Aguayo: For the mentoring program, we’ve had to consider how to best engage students virtually. It’s important to remember that students are not professionals who are used to being in Zoom meetings for hours per day. As schools have shifted to remote learning, we’ve been trying to replicate what districts are already doing. The challenge is they are pretty much all using different systems – whether Webex, Google, Remind, or Zoom – so we’ve had to be adaptable to learning how to use and best leverage each of those tools. We’ve also looked to some of our partners, such as E4 Youth, who already have long-term experience using technology in this way. Our ultimate goal is to make it as easy as possible for our students to connect, even if that means putting in the extra leg work on our end. 

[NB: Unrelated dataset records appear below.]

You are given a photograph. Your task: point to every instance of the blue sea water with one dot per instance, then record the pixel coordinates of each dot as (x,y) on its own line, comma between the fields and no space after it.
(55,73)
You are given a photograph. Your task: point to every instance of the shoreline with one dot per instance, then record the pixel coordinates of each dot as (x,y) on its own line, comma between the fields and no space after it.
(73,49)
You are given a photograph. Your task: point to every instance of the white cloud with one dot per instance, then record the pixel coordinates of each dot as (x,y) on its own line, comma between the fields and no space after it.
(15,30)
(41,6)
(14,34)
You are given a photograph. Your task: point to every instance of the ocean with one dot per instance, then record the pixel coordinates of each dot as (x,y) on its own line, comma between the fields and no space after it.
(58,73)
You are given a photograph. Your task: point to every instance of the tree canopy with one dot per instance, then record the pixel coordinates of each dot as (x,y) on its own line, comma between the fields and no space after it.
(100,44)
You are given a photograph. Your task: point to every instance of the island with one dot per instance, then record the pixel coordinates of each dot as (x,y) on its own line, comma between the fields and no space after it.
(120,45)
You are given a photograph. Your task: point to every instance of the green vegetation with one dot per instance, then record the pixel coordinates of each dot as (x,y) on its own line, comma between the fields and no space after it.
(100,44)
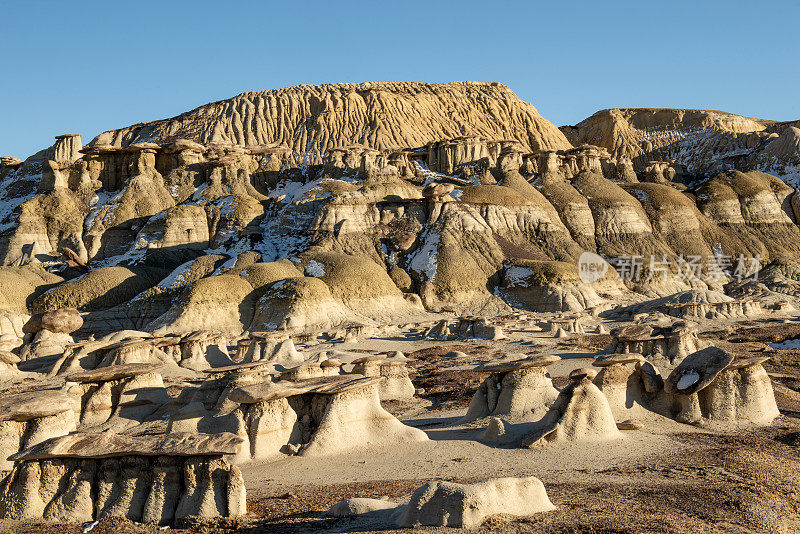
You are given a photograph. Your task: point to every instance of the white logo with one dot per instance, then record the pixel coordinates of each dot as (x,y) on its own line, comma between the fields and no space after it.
(591,267)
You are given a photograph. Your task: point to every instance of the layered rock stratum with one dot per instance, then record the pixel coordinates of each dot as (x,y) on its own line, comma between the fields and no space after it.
(700,140)
(311,208)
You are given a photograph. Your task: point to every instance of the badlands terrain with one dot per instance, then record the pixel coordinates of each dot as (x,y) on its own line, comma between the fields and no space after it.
(381,306)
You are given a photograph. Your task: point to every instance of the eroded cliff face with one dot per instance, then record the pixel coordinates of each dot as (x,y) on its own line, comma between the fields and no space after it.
(311,119)
(266,214)
(700,141)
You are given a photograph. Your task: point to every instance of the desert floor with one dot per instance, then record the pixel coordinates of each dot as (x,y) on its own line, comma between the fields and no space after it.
(668,477)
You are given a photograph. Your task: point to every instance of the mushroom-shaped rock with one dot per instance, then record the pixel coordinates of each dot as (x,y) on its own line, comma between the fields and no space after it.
(396,384)
(622,385)
(303,372)
(697,371)
(576,375)
(519,388)
(630,424)
(712,387)
(437,191)
(325,415)
(32,417)
(113,372)
(62,321)
(331,367)
(607,360)
(651,377)
(168,479)
(203,349)
(442,503)
(118,396)
(581,412)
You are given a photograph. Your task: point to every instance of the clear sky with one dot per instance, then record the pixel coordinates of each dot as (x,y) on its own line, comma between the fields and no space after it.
(85,67)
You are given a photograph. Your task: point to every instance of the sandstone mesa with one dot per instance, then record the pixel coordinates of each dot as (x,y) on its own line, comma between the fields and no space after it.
(187,299)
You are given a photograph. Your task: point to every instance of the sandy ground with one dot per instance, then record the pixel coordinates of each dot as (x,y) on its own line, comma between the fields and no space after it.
(668,477)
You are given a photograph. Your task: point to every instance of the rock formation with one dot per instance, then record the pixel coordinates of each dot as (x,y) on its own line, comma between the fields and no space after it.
(443,503)
(699,140)
(318,417)
(580,412)
(664,346)
(712,387)
(173,479)
(521,389)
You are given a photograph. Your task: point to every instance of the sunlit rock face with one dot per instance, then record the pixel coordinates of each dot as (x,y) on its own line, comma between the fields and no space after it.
(431,197)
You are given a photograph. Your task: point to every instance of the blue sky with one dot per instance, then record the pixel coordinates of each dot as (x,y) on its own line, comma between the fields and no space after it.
(85,67)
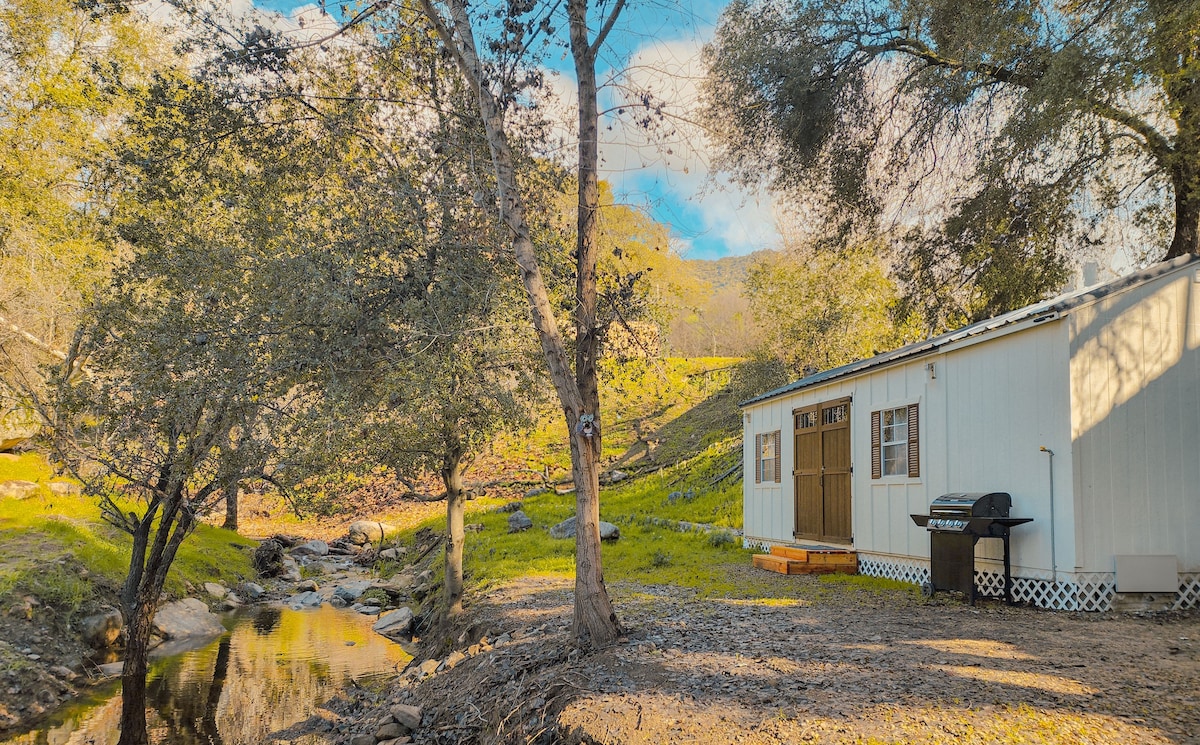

Partnerships are at the core of each of the three components of your program: the research institute, the mentoring program, and the Consortium. Are there other organizations you partner with to extend the collective impact of your work?

Campos: Much of our work is possible because we are housed in the Division of Diversity and Community Engagement at UT Austin. This gives us access to the university administration to build buy-in for our work, it qualifies us for funding opportunities to grow our program, and it provides us with a network of other organizations working towards a shared mission of improving access and opportunity for students of color. In particular, we collaborate with a number of other organizations on campus that support Black female and Latina students, and we engage in programming with other initiatives in the region, such as the Heman Sweatt Center for Black Males, My Brother’s Keeper chapters across Texas, the Communities in Schools’ XY-Zone program, LaunchPad, and of course, the more than 25 institutional partners who make up our Consortium. 

These partnerships enable us to scale the impact of our work while, at the same time, being thoughtful about our own capacity. There are a lot of issues around scalability when you’re talking about people. We would love to be able to triple the number of schools we partner with to reach more students, but that would require additional mentor capacity. If we expand caseloads for our mentors, they may not be able to build the same relationships with kids. You have to keep the humanity and connection in the work. Without that connection, you’ll lose a lot of the heart and soul of why you’re in the work in the first place.